Through experimental research on the basic mechanical properties and crack resistance performance of basalt fiber self-compacting high-strength concrete, the main conclusions were as follows:

(1) The fiber volume fraction was the main factor that affected the compressive and flexural strengths of the self-compacting high-strength concrete. When an appropriate amount of basalt fiber material was added to the self-compacting high-strength concrete, it significantly improve the compressive and flexural strength of the concrete. However, when the fiber content exceeded or is less than the appropriate amount, it reduced the compressive and flexural strength of the concrete.

(2) The fiber length was the main factor that affected the splitting tensile strength of the self-compacting high-strength concrete. When a suitable length of basalt fiber material was added to the self-compacting high-strength concrete, the splitting tensile strength of the concrete was significantly improved. However, when the fiber length exceeded or was less than the appropriate length, the splitting tensile strength of the concrete was reduced.
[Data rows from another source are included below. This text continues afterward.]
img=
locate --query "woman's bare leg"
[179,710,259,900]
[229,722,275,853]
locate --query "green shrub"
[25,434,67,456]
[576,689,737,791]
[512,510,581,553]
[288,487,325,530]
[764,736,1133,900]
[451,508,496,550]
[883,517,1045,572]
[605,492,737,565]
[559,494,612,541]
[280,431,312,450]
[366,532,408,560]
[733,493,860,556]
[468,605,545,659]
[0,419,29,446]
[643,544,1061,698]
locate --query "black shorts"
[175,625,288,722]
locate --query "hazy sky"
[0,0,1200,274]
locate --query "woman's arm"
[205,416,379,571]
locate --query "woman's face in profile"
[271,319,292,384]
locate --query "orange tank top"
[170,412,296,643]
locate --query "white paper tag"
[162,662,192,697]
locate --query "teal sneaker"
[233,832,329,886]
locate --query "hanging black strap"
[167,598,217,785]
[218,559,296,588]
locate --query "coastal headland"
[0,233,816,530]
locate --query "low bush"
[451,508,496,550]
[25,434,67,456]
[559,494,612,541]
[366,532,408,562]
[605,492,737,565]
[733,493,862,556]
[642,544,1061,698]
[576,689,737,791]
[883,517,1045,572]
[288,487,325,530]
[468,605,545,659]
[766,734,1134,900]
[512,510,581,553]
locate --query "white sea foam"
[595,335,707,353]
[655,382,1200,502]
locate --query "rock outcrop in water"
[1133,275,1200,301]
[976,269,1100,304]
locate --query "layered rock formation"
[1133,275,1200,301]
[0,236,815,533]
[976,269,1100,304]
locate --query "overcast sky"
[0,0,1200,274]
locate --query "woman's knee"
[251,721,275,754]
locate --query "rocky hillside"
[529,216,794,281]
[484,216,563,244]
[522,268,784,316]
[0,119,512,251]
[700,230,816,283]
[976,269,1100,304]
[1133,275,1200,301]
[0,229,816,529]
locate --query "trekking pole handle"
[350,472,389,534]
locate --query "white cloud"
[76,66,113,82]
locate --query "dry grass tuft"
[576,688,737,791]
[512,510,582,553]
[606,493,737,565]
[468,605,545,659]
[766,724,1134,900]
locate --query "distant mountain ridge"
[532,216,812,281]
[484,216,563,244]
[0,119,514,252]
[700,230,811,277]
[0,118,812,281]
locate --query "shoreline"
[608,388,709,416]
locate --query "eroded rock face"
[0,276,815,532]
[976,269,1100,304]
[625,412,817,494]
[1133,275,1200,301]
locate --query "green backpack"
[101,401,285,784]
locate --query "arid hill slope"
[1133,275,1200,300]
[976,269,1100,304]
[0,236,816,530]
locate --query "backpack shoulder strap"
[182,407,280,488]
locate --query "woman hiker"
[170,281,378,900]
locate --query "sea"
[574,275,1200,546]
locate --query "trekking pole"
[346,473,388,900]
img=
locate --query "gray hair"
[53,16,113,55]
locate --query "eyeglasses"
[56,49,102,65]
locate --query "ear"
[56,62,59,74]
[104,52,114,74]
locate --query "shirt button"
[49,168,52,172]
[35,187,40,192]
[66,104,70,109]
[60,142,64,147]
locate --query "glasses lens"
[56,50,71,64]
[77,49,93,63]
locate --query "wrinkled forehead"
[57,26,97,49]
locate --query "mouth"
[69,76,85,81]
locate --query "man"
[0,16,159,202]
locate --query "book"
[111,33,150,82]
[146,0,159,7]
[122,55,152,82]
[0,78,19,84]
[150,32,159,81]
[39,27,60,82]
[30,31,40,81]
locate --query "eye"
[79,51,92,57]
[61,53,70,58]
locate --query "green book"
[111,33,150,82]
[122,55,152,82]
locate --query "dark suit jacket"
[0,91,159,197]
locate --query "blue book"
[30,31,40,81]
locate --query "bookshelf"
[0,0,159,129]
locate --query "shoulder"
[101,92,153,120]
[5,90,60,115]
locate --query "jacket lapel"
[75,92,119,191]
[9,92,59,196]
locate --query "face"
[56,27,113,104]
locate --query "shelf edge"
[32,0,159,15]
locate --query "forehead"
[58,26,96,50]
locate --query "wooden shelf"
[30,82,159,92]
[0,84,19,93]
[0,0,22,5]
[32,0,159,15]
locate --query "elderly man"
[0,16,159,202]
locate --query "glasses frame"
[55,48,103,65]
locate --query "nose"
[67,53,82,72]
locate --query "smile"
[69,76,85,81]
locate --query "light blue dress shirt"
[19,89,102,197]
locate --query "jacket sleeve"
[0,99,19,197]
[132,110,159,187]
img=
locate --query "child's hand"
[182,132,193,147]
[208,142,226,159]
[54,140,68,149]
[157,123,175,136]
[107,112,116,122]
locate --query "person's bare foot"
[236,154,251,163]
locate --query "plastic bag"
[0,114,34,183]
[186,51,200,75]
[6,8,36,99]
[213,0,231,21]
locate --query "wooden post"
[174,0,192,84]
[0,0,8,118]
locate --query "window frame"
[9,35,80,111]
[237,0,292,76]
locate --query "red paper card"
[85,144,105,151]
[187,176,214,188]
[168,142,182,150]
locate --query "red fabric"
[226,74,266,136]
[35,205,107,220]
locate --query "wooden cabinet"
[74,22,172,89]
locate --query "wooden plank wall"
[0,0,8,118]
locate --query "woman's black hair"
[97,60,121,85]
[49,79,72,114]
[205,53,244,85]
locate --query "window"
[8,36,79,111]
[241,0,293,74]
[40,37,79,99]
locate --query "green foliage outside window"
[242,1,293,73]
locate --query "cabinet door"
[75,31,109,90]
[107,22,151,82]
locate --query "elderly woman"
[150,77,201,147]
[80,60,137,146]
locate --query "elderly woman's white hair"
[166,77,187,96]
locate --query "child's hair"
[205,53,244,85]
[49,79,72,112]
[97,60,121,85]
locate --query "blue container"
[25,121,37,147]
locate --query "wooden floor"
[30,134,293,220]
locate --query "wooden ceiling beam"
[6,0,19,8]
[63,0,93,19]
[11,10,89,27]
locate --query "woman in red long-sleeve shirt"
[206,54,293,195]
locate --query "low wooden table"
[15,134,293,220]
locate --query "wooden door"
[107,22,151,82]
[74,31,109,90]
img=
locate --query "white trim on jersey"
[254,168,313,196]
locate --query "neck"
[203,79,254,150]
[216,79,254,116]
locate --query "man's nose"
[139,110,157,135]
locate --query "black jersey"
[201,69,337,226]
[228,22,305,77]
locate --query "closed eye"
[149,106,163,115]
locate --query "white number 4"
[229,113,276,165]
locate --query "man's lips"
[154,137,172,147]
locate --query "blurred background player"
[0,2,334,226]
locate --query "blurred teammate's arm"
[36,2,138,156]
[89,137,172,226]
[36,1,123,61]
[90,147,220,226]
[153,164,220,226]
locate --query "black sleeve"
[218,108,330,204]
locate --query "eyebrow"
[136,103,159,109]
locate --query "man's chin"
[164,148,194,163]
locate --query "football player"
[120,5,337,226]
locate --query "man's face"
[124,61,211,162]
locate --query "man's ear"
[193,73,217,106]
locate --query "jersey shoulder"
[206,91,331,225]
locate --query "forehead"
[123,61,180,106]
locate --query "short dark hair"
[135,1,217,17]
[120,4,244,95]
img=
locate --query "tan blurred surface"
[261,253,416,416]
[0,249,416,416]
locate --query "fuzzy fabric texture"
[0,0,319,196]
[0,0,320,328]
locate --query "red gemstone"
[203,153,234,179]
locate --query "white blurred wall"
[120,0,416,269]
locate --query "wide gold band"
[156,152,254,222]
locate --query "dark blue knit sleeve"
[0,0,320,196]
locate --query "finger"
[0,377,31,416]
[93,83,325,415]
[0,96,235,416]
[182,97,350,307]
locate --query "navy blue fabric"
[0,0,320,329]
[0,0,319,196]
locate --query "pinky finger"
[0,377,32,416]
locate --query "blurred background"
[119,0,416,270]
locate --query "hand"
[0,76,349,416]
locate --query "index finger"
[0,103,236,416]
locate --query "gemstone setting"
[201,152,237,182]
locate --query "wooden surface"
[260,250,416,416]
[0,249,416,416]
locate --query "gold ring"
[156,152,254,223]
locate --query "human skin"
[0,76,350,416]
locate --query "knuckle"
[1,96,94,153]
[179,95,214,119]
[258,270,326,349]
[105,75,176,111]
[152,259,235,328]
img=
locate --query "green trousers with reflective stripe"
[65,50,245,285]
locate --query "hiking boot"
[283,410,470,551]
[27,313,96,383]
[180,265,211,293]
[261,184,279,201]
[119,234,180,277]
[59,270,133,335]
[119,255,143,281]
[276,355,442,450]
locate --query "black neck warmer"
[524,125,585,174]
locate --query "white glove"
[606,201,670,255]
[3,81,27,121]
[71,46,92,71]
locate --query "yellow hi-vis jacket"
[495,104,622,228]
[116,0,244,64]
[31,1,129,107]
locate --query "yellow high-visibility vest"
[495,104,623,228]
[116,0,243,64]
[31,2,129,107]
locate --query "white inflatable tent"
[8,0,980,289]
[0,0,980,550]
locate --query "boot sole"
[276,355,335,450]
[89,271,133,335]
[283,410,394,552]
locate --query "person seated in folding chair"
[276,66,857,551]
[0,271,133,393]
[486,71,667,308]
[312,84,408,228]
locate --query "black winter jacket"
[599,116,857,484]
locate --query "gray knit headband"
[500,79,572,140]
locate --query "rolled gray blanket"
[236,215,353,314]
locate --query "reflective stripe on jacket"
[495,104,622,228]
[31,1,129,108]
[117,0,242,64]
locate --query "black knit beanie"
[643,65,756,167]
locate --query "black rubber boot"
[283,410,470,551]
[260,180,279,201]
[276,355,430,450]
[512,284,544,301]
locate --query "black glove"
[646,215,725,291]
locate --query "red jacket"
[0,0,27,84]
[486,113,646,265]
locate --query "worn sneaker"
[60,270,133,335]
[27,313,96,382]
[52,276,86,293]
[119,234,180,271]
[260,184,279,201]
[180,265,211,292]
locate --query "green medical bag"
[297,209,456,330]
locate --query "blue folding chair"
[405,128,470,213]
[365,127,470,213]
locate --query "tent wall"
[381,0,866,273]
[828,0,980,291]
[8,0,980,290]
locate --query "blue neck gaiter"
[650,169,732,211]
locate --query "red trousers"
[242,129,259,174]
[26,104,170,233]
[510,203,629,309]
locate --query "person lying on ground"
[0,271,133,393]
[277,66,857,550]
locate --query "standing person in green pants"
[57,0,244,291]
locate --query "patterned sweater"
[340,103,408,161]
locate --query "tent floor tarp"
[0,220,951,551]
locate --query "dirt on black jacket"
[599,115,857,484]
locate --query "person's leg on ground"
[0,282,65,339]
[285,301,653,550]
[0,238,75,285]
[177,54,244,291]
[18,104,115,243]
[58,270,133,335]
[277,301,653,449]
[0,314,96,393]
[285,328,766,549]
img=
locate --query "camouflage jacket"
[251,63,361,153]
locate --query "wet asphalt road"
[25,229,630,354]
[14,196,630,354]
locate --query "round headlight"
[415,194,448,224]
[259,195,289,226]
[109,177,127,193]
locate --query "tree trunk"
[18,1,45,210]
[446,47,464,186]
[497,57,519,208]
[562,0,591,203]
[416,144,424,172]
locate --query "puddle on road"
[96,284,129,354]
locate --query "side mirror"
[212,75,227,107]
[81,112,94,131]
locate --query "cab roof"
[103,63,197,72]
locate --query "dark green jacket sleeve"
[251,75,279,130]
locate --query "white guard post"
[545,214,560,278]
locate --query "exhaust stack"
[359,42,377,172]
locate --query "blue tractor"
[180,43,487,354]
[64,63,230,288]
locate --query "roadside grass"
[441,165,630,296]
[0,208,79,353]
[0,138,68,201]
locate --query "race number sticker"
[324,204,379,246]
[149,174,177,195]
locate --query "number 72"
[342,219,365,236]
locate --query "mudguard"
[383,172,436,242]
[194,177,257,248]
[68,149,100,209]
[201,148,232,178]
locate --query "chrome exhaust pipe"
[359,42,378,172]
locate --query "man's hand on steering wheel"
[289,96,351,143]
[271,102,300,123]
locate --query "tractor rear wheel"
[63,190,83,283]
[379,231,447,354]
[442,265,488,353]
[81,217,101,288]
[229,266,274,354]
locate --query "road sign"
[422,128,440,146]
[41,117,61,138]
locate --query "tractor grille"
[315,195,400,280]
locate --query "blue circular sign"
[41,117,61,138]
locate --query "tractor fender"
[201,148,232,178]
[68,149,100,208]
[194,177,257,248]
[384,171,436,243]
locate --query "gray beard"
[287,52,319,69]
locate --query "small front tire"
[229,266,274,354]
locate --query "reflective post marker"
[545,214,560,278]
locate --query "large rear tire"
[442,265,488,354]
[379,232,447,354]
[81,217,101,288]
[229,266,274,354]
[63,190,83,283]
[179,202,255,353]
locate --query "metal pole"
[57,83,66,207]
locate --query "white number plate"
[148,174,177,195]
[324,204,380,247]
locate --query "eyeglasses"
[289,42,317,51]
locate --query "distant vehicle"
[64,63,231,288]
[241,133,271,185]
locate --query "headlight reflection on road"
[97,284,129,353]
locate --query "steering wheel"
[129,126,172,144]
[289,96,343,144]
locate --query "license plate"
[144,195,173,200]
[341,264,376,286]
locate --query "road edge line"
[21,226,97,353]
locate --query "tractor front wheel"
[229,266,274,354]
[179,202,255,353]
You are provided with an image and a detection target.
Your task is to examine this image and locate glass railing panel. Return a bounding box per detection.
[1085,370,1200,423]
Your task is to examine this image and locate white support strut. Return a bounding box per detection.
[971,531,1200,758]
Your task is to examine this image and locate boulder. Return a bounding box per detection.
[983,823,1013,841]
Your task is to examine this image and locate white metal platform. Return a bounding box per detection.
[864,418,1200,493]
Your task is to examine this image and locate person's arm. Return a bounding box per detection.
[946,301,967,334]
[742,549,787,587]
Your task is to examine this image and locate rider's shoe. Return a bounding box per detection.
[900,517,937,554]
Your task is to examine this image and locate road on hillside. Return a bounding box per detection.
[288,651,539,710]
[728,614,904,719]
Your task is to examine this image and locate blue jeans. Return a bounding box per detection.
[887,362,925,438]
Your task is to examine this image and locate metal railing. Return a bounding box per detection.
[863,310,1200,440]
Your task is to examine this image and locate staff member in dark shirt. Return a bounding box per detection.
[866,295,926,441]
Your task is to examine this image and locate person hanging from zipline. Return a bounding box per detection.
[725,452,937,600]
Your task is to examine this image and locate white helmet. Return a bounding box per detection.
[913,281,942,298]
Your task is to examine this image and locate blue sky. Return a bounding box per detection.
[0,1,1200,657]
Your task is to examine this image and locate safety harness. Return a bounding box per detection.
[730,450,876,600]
(3) There was an optimal value or range for the influence of fiber length and fiber volume ratio on the performance of concrete.

(4) Adding appropriate fiber length and fiber volume fraction could effectively suppress the spread and penetration of crack width, thereby improving the plasticity and toughness of the self-compacting high-strength concrete.

The above conclusions are basically consistent with the results found in the literature [5,7,22,35], demonstrating the accuracy of the experimental research results. However, due to limited experimental conditions, in the study of the crack resistance of the basalt fiber self-compacting high-strength concrete, crack observation was measured using a normal 100-times reading microscope. However, existing scientific crack research can binarize the taken crack photos through image processing to extract effective crack data. In summary, adding appropriate basalt fiber materials to concrete can not only improve the basic mechanical properties of concrete but also significantly improve its crack resistance. This will be beneficial for increasing the service life of concrete structures and is important for promoting national economic construction.